Mechanically they turned back on the road to Chauny, not knowing where they went, nor what they were doing, with eyes fixed on the motionless and bleeding little faces. They entered a house, where they asked for water and washed the wounds. The poor mother had kept the knapsack and bag of linen. They undressed the little ones, changed their blood-stained frocks, rubbed them with vinegar and brandy, and almost at the same moment they opened their eyes and began to sob and cry.

Their wounds continued to bleed and they were pitiful to behold. When Madame Seron reached her house some Cossacks were about to blow open the closed door; the nurse approached with the key and opened it. She also had her forehead and cheek tied up with a bloody cloth. The child she was carrying was groaning, the other in the mother’s arms was crying.

The Cossacks spoke a little French and were touched with pity at the sight. There were four of them, two of whom took the babies and held them in their arms while the mother and nurse washed their poor little faces and applied court-plaster to the wounds.

Madame Seron, after a few hours, felt a little reassured about her children and was completely at rest regarding the Cossacks, whom she treated as kindly as she could. The following days they assisted in doing the housework, the cook having fled to the woods. They walked with the children, amused them, and took devoted care of them, for the little ones had not recovered from the shock they had suffered; their nurses’ milk, disturbed by fright, gave them fever. The children grew weaker and, in spite of the energetic care that a doctor, a friend of their father’s, took of them, he could not save them; they were taken with convulsions and both died on the same day. The Cossacks wept over them with their mother.
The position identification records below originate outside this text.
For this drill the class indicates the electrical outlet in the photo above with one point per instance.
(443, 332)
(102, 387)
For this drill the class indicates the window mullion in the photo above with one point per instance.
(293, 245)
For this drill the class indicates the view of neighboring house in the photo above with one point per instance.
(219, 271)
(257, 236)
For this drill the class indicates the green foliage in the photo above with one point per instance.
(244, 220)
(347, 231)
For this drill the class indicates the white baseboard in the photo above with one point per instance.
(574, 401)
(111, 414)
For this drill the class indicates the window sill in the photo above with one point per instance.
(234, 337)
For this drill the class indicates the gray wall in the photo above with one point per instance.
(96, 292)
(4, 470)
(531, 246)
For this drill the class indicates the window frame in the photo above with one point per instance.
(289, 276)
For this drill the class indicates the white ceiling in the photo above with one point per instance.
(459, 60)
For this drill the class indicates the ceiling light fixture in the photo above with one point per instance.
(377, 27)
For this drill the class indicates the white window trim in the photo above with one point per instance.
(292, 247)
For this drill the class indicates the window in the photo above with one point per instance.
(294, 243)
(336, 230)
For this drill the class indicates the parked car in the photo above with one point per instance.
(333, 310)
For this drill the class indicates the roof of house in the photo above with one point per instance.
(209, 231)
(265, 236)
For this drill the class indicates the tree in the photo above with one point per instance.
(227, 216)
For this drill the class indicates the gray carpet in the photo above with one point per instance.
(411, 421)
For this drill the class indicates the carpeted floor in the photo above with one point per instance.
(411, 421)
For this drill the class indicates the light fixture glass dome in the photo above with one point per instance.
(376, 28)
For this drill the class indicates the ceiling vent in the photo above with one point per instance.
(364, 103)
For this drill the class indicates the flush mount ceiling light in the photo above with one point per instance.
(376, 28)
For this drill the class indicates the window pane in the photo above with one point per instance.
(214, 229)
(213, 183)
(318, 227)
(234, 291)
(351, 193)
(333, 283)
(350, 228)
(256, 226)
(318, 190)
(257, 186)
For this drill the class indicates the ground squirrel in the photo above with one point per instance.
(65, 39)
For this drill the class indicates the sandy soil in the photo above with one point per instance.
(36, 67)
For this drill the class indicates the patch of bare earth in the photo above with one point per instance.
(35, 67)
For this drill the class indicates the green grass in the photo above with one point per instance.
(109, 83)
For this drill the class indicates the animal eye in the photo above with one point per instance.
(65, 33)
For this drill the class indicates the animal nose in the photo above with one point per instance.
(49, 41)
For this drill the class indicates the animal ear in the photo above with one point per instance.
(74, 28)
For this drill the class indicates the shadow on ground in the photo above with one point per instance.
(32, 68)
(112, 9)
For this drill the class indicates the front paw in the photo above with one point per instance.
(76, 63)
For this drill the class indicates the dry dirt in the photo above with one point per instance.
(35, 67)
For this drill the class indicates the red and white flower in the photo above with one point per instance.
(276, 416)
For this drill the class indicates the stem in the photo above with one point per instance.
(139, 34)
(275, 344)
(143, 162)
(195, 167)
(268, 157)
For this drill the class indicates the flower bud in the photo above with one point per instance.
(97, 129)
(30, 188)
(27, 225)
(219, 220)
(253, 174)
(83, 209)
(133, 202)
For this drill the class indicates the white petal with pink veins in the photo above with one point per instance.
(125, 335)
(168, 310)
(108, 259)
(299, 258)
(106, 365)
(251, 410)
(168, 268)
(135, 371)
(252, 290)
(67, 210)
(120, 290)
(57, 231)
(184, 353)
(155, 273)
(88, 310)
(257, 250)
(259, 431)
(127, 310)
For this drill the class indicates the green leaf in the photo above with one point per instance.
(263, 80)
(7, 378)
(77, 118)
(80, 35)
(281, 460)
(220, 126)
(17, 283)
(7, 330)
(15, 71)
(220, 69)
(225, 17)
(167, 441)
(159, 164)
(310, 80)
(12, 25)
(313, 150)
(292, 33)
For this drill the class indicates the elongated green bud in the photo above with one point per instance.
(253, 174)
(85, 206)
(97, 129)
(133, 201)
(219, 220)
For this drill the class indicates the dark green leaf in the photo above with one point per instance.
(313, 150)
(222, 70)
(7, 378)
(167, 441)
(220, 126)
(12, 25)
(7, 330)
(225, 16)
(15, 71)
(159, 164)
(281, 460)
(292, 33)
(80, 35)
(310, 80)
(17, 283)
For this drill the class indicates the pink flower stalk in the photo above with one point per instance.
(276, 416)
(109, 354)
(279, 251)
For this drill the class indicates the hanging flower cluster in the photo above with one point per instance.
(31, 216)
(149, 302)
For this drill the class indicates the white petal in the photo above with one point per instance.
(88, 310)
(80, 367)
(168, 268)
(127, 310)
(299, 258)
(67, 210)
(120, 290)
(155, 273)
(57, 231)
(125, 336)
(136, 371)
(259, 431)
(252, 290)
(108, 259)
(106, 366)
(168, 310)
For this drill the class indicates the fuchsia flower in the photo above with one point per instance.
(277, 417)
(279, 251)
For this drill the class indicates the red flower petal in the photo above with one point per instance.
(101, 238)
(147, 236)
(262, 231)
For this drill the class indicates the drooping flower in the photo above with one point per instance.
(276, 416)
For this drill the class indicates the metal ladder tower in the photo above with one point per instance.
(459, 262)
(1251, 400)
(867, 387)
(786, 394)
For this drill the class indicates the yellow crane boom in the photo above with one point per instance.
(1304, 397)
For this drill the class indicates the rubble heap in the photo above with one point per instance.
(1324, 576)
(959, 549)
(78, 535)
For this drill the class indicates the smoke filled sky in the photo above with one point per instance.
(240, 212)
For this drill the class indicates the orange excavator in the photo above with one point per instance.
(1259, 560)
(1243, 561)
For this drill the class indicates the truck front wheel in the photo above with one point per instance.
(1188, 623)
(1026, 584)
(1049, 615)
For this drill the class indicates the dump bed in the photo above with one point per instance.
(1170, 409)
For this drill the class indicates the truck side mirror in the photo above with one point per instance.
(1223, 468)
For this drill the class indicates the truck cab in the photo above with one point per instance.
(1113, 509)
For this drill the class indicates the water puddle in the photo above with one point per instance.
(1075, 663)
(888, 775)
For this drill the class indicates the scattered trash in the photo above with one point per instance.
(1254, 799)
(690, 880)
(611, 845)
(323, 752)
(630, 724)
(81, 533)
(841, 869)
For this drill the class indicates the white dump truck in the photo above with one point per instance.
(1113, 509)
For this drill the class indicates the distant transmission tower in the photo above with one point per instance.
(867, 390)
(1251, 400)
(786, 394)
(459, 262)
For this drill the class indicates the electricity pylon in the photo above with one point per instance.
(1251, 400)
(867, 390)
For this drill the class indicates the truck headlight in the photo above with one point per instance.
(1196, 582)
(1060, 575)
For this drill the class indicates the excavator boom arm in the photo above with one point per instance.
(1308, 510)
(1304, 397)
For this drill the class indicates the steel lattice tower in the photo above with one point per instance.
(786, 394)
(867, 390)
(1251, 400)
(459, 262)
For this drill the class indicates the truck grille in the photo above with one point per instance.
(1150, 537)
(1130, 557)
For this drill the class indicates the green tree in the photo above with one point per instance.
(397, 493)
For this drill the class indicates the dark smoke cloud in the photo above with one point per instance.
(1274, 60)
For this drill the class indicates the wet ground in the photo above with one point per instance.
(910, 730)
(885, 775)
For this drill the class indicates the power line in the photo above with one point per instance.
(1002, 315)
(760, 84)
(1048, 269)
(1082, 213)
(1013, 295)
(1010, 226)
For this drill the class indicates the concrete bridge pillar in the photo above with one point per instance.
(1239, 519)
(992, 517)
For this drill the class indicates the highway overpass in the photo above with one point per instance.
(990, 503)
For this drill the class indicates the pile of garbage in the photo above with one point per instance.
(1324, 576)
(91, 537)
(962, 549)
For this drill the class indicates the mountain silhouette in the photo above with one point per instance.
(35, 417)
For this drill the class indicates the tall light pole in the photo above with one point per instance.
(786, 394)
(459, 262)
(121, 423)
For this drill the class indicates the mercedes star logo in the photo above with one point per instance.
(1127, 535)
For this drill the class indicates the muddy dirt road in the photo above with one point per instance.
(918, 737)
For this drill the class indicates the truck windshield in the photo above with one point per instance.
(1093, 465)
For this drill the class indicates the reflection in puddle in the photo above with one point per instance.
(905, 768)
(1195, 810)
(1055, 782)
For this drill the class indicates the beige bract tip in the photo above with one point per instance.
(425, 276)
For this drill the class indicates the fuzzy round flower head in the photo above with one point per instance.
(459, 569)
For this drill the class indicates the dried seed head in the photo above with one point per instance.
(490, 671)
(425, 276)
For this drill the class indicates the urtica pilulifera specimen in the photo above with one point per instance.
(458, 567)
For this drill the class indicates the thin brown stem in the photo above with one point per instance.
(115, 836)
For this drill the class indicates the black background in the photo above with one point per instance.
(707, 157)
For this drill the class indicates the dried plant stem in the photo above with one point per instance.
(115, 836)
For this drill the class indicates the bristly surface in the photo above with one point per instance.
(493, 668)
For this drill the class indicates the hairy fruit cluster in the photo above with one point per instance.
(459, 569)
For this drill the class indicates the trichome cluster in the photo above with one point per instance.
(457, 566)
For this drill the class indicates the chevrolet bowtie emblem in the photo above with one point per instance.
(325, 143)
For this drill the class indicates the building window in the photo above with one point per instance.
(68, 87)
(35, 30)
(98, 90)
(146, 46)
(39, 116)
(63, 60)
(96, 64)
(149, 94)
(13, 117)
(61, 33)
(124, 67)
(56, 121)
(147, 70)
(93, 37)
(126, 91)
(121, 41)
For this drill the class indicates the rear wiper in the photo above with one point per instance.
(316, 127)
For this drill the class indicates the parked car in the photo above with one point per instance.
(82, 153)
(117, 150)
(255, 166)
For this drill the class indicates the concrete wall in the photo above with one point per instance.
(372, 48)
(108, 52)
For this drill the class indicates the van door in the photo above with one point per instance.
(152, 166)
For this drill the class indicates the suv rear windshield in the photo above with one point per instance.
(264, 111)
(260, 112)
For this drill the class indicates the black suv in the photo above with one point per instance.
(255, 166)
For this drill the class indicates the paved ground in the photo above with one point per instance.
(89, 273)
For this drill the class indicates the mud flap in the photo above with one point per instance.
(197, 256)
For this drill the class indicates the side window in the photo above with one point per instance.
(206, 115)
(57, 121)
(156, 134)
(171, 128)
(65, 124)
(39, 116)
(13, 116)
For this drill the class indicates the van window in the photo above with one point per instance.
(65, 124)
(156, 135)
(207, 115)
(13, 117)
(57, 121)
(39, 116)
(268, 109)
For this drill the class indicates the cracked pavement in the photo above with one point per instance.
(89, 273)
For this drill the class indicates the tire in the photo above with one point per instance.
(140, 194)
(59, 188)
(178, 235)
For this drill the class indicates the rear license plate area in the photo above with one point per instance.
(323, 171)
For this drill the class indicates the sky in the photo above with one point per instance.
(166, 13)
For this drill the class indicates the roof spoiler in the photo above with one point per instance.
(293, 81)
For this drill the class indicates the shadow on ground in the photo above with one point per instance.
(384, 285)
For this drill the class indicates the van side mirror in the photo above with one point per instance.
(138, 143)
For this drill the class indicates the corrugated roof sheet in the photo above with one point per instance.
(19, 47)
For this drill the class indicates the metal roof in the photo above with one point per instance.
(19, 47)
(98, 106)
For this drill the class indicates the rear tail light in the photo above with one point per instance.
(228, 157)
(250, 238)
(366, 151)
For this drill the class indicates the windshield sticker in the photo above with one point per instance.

Quite alone now, suffering from her country’s misfortunes, for she was very patriotic, in despair at her beloved little children’s death and that of her grandmother, at her husband’s absence and the dangers he was incurring, cheated by the men of business with whom she was struggling, life became so horribly hard to the young woman that she attempted to kill herself. A Cossack saved her, and his comrades and he tried to console her in such a simple, touching manner that she sadly took up life again.

Madame Seron repeated all her life, and in later years she profoundly engrafted in me, her grandchild, this axiom: “One must hate the English, fear Prussian brutality, and love the Russians.”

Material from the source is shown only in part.